Wednesday, March 12, 2008

Meandering Thoughts


Since finding out I was an EPPIE finalist, I've had grand thoughts of using (if I won) that as a stepping stone to approach agents. But from the info I'm gathering. They aren't going to give a hoot that I've won. This award is more or less just a pat on the back. Though it is pretty to look at and makes me smile when I do look at it. But it isn't going to boost me any closer to an agent and a large publishing house. Which all along I had been dreaming.


So I'm no longer just working on proposals.
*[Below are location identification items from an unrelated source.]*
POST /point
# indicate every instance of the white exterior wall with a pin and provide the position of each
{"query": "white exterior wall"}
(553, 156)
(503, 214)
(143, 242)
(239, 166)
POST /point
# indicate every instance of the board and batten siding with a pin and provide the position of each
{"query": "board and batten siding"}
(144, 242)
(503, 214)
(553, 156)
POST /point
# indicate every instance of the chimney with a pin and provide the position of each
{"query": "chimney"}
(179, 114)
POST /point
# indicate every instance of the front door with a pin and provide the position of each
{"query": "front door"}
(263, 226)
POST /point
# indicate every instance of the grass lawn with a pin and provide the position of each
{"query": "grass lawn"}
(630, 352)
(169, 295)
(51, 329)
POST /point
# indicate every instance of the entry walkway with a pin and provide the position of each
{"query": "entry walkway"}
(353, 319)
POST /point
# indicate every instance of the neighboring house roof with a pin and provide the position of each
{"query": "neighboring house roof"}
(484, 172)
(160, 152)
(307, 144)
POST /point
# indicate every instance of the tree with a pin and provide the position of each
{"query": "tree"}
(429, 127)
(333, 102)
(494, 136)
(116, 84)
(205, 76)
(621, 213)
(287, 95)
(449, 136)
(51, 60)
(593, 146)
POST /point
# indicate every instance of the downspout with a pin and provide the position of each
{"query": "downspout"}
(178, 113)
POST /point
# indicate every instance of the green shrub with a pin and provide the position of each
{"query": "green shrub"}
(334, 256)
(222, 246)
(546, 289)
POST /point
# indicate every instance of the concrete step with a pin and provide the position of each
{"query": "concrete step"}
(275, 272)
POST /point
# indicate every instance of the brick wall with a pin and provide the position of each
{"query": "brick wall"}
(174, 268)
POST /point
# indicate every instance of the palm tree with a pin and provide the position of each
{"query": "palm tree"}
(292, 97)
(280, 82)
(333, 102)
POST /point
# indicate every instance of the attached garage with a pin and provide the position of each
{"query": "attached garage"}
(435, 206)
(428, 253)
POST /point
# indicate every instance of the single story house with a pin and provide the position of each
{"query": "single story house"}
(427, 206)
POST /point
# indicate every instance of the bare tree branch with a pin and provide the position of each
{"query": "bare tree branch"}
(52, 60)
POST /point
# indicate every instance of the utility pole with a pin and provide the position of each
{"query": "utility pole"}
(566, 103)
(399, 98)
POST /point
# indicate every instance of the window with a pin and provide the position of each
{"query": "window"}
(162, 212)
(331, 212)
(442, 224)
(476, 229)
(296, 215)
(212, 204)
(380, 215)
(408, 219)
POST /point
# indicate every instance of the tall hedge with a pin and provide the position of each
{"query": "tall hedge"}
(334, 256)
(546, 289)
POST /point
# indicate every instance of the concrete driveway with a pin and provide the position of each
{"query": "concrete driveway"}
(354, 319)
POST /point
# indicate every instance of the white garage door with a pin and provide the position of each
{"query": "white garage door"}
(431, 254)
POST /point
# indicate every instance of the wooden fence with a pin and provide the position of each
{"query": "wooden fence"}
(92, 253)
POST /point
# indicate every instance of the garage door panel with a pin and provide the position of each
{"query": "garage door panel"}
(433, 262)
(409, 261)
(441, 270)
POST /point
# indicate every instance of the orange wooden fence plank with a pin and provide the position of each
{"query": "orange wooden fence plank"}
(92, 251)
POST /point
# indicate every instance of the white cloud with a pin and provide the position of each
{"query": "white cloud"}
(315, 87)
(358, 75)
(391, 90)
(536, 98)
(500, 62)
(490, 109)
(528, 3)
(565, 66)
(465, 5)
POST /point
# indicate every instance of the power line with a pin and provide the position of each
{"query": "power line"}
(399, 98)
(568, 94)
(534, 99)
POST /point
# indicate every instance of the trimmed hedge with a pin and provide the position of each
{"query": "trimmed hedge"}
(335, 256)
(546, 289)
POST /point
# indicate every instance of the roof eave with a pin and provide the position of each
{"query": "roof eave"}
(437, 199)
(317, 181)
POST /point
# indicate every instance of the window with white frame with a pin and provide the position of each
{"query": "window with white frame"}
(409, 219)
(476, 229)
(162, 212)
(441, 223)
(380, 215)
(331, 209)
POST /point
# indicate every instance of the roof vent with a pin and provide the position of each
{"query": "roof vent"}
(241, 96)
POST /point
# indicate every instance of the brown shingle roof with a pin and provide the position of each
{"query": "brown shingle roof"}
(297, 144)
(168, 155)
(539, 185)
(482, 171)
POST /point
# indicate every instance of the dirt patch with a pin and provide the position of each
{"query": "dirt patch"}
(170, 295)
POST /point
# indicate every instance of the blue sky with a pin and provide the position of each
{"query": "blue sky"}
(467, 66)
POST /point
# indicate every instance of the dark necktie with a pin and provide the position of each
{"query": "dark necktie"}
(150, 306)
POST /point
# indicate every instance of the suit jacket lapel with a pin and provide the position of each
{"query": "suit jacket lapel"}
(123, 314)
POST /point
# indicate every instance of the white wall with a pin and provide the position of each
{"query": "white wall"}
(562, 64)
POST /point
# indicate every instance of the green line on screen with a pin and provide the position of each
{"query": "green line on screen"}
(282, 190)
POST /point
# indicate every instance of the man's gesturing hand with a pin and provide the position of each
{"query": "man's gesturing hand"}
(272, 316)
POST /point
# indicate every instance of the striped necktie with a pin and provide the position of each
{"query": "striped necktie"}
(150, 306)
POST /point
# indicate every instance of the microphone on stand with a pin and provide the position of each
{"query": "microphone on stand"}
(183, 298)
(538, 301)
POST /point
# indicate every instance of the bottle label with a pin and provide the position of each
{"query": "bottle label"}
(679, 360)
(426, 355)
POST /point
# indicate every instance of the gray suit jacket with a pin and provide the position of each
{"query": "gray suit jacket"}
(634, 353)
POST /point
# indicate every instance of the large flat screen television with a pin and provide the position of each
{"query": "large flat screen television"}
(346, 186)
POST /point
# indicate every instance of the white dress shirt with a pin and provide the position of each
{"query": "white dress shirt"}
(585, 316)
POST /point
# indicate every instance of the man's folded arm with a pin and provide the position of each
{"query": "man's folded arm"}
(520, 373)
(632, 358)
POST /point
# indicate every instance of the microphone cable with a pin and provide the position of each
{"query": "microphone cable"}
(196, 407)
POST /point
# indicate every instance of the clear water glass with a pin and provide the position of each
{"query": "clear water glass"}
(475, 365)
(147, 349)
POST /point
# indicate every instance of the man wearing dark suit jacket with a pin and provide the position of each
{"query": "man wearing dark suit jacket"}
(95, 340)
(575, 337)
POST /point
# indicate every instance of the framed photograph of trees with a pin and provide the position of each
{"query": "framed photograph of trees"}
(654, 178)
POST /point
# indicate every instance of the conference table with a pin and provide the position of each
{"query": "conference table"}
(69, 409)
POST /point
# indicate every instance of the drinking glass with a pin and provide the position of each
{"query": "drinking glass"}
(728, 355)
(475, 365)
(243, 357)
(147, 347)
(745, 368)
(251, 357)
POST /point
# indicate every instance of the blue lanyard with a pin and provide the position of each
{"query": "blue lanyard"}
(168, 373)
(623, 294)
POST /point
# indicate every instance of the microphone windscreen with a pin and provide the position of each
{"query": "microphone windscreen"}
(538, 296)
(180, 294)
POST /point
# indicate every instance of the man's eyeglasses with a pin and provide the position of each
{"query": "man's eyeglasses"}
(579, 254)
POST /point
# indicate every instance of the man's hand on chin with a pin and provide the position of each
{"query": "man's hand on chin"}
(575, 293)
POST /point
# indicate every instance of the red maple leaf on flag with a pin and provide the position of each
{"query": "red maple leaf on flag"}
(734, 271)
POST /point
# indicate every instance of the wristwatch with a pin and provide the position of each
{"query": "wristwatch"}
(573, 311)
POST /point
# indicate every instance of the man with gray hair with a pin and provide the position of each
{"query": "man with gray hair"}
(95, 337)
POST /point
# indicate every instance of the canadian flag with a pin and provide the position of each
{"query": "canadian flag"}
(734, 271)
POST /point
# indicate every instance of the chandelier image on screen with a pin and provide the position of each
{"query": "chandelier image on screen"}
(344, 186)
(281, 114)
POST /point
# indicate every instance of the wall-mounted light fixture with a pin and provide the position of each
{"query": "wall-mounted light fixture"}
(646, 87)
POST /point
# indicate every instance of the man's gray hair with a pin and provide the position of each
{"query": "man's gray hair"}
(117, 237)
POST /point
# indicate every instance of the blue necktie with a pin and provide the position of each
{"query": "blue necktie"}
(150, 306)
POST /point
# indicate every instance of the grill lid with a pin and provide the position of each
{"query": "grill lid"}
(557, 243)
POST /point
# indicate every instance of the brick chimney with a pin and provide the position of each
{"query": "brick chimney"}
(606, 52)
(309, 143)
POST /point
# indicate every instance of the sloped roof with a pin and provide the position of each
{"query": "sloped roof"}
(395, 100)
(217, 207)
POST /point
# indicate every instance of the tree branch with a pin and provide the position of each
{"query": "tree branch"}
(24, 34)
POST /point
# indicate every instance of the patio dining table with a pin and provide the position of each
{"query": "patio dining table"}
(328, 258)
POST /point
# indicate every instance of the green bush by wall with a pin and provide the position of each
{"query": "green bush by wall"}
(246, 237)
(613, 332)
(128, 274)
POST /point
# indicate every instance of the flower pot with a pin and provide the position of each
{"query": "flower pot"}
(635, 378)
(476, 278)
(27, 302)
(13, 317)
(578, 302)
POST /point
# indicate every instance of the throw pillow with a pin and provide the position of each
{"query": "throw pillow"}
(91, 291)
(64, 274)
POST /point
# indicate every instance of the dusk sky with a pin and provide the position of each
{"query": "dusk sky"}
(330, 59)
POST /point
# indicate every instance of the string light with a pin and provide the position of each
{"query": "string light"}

I have the next Halsey brother book to polish (Miner in Petticoats) so it will be ready to ship to my editor at The Wild Rose Press when she's ready, then I have to get the next contemporary written and a synopsis written for it and then the first book of what I hope is a western series written along with a synopsis. I would like to have this done by the end of July, but that will be cutting it close, with summer coming and more outside things requiring my attention.


But then, with our new piece of property, I'll have to spend three days every ten days doing the irrigating on that piece of property. I'll stay in a cabin with no TV and no internet, but it will have electricty. Just me and Tink. So that would mean- three days and nights I could write. If I stay focused, I could get a lot done in that amount of time. So my plan may not be too far fetched. We'll just have to see and I'll have to stay focused.


How is your year shaping up? Going by too fast? Have big plans sometime during the year?

2 comments:

Elisabeth Naughton said...

People say the same about the Golden Heart, Paty, that it doesn't mean anything. But you know what? Those big awards do. They're an accomplishment, and anything that gets your name out there, that gets you recognized and talked about, that's all good. It means you're one step closer to getting where you want to be.

Enjoy your big win. Don't belittle it. You deserve to be on cloud nine!

Paty Jager said...

Thanks Elisabeth. It just feels like my thoughts were too lofty and I need to crank back on them. I've never been scared of hard work and just have to dig in harder and create an even better book. I guess the frustration comes from so many times getting rejection letters of: I loved it/liked it/your characters were great, but it isn't something I want to take on at this time. I have this little niggling in my head that even if they like it, they aren't going to take me on, for whatever reason they can like/love a story and not want to pursue it.